Alla console Mario Draghi

La crisi economica seguita alla crisi sanitaria dovuta alla pandemia del coronavirus ha sconvolto le vite dei cittadini di tutto il mondo. Una volta finito lo straziante capitolo delle sofferenze e delle morti bisognerà cominciare a pensare alla situazione della economia mondiale.

Di sicuro il fermo produttivo di una moltitudine immensa di aziende e la disoccupazione enorme che ne consegue consegnerà, chi più chi meno, una situazione al limite della catastrofe. Pur riconoscendo che la crisi non risparmierà nessuno, sfortunatamente bisogna ammettere che l’Italia è in una condizione molto difficile. Più di molte altre nazioni.

Il futuro economico è talmente incerto che ha spinto Mario Draghi a scrivere un editoriale al Financial Times.
Di seguito alcuni brani con un mio commento.
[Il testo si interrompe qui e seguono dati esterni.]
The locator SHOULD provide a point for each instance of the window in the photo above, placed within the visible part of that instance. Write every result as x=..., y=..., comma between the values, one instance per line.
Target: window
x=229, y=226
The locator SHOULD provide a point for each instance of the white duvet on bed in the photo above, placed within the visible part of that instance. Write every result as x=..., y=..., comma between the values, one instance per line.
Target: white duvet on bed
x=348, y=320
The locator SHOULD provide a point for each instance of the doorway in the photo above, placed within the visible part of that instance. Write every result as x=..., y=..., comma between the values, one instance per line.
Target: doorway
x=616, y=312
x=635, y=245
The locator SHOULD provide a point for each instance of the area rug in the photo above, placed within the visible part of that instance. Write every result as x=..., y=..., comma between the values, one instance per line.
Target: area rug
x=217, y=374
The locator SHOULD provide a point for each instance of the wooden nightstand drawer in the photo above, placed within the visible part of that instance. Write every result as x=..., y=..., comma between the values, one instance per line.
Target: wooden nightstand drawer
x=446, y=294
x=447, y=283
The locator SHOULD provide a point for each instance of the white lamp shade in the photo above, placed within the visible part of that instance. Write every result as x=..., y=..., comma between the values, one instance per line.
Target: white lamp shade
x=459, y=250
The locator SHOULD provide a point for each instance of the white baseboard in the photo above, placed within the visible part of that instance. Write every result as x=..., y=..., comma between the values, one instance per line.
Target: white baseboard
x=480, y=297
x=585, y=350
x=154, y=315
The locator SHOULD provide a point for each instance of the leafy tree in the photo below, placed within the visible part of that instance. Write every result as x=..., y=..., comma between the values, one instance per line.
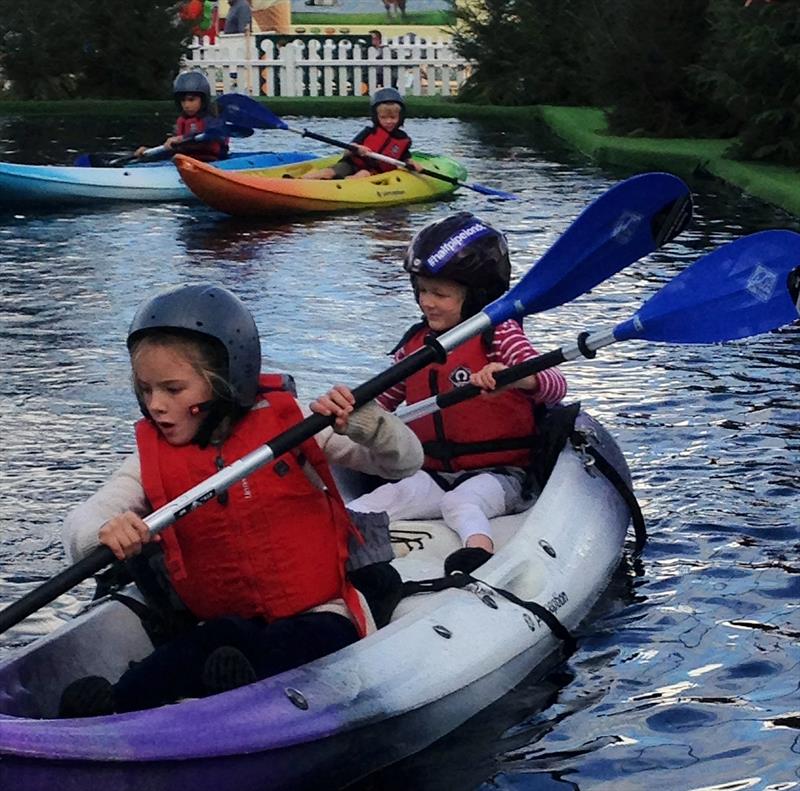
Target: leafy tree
x=525, y=51
x=110, y=49
x=40, y=50
x=132, y=50
x=751, y=71
x=640, y=53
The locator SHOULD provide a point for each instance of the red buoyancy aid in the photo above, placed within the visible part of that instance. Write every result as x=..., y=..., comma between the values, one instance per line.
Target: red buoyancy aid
x=205, y=150
x=277, y=547
x=395, y=145
x=479, y=432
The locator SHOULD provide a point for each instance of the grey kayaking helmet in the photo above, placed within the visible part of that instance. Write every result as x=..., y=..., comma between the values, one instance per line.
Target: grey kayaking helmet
x=387, y=96
x=463, y=248
x=192, y=82
x=215, y=312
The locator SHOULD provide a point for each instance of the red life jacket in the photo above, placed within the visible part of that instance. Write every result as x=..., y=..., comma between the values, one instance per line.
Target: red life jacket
x=381, y=142
x=277, y=546
x=205, y=150
x=481, y=432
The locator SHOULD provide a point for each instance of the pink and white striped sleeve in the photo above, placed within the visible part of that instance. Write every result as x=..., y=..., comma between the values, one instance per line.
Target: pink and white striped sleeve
x=392, y=398
x=512, y=346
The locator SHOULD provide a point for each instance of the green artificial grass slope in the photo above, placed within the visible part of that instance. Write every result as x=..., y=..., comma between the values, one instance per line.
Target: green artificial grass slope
x=585, y=129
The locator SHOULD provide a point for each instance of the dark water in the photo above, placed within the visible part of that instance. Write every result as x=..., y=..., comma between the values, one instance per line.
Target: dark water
x=687, y=674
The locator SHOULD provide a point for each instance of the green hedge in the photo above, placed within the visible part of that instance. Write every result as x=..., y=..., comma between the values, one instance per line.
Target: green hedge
x=699, y=68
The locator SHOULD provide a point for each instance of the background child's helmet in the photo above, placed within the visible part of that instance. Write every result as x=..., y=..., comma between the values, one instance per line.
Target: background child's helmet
x=215, y=312
x=465, y=249
x=192, y=82
x=387, y=96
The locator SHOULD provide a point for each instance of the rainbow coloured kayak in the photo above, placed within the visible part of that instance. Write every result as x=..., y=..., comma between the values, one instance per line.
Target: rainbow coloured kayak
x=60, y=185
x=282, y=190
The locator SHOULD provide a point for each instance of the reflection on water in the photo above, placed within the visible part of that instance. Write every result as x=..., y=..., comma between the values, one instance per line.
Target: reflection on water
x=687, y=671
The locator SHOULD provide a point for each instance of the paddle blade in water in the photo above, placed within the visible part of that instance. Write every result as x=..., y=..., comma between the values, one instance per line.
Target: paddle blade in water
x=629, y=221
x=743, y=288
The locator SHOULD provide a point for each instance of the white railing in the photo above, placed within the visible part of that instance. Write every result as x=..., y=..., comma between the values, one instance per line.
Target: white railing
x=255, y=65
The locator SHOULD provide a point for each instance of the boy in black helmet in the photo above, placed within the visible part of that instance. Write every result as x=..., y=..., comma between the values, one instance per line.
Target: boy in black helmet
x=385, y=136
x=477, y=452
x=192, y=94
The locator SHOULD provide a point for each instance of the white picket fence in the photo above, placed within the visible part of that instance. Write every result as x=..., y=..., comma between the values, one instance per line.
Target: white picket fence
x=253, y=64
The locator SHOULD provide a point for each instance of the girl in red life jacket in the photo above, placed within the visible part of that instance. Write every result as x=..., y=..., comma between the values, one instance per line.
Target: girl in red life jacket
x=475, y=452
x=261, y=568
x=384, y=136
x=192, y=94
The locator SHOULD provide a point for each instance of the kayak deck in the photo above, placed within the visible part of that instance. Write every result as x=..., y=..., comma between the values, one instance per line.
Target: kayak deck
x=284, y=191
x=60, y=185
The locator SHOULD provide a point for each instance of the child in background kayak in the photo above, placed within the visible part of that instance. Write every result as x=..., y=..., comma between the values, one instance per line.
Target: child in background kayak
x=477, y=452
x=193, y=98
x=384, y=137
x=260, y=570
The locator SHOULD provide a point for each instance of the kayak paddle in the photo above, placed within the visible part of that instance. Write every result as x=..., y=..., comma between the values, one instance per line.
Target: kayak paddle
x=215, y=131
x=247, y=111
x=625, y=223
x=746, y=287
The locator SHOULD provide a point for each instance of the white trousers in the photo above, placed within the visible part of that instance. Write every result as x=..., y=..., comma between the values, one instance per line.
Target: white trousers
x=466, y=509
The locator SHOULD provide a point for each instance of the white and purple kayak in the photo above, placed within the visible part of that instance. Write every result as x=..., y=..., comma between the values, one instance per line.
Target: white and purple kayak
x=62, y=185
x=444, y=657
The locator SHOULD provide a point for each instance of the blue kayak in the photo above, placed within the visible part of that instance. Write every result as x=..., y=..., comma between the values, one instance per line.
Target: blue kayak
x=158, y=181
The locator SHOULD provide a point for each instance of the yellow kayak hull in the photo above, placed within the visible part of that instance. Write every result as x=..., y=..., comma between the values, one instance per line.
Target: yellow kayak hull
x=282, y=190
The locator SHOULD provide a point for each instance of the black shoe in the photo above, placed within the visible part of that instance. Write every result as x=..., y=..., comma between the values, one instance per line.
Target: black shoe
x=382, y=587
x=90, y=696
x=227, y=668
x=465, y=560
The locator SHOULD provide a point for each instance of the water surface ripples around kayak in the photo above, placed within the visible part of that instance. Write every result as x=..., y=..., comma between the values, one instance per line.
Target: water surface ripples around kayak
x=687, y=672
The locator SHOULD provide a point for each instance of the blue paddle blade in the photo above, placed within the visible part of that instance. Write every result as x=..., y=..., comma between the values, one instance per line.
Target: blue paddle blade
x=627, y=222
x=246, y=111
x=743, y=288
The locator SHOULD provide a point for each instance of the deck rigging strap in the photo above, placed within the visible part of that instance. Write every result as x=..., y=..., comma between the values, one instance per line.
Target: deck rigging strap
x=604, y=466
x=461, y=580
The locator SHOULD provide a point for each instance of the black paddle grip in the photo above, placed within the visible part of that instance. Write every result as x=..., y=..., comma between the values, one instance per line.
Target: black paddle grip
x=96, y=560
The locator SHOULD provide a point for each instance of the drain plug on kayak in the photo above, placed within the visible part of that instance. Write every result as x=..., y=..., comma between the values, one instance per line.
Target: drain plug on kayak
x=297, y=697
x=547, y=548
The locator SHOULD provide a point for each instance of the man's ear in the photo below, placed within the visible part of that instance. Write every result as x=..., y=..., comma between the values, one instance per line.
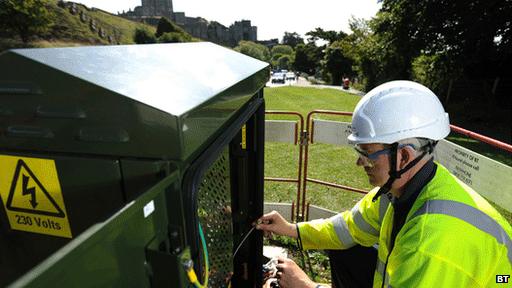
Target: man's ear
x=406, y=156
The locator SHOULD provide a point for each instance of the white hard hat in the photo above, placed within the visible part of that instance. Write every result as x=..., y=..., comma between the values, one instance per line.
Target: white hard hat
x=398, y=110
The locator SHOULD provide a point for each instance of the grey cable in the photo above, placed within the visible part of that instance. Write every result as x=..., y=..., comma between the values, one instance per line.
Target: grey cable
x=243, y=240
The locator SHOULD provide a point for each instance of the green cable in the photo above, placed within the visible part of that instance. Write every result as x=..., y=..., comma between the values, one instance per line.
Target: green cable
x=205, y=253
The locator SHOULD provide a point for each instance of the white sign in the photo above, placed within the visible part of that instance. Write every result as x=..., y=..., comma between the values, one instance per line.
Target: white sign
x=488, y=177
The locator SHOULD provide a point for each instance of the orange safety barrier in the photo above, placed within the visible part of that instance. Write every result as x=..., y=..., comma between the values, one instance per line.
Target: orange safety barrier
x=307, y=138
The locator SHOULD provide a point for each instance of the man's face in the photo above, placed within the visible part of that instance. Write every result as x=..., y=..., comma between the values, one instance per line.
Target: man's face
x=376, y=168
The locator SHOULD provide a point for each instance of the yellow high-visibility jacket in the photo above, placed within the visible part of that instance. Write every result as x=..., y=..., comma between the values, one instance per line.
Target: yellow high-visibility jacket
x=452, y=237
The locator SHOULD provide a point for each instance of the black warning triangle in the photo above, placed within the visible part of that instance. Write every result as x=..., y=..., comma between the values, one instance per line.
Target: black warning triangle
x=30, y=193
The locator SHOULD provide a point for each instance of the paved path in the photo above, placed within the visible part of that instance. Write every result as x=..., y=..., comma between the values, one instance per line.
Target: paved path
x=303, y=82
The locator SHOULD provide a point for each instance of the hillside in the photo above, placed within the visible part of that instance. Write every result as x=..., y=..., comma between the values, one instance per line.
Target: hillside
x=77, y=25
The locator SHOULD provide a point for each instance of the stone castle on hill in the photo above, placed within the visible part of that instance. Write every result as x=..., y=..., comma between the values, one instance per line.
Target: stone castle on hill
x=151, y=10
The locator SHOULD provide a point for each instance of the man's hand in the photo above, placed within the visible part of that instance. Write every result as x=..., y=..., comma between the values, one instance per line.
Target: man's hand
x=291, y=276
x=273, y=222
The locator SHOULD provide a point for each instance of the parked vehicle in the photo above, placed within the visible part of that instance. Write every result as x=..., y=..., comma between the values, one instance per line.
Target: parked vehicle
x=278, y=78
x=346, y=83
x=290, y=76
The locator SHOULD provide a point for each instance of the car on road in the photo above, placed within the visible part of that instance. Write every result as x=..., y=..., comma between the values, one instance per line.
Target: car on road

“Le azioni che i governi stanno intraprendendo per scongiurare la crisi dei loro sistemi sanitari sono coraggiose e necessarie, e devono essere sostenute.
Tuttavia, queste azioni comportano anche enormi e inevitabili costi economici.”

In pratica l’apertura consiste nel cercare di far comprendere ai decisori economici e politici che questa crisi non è una crisi ciclica classica derivata da fattori finanziari o produttivi ma uno shock economico assolutamente unico nel suo genere. Come tale le contromisure standard non sono né saranno sufficienti.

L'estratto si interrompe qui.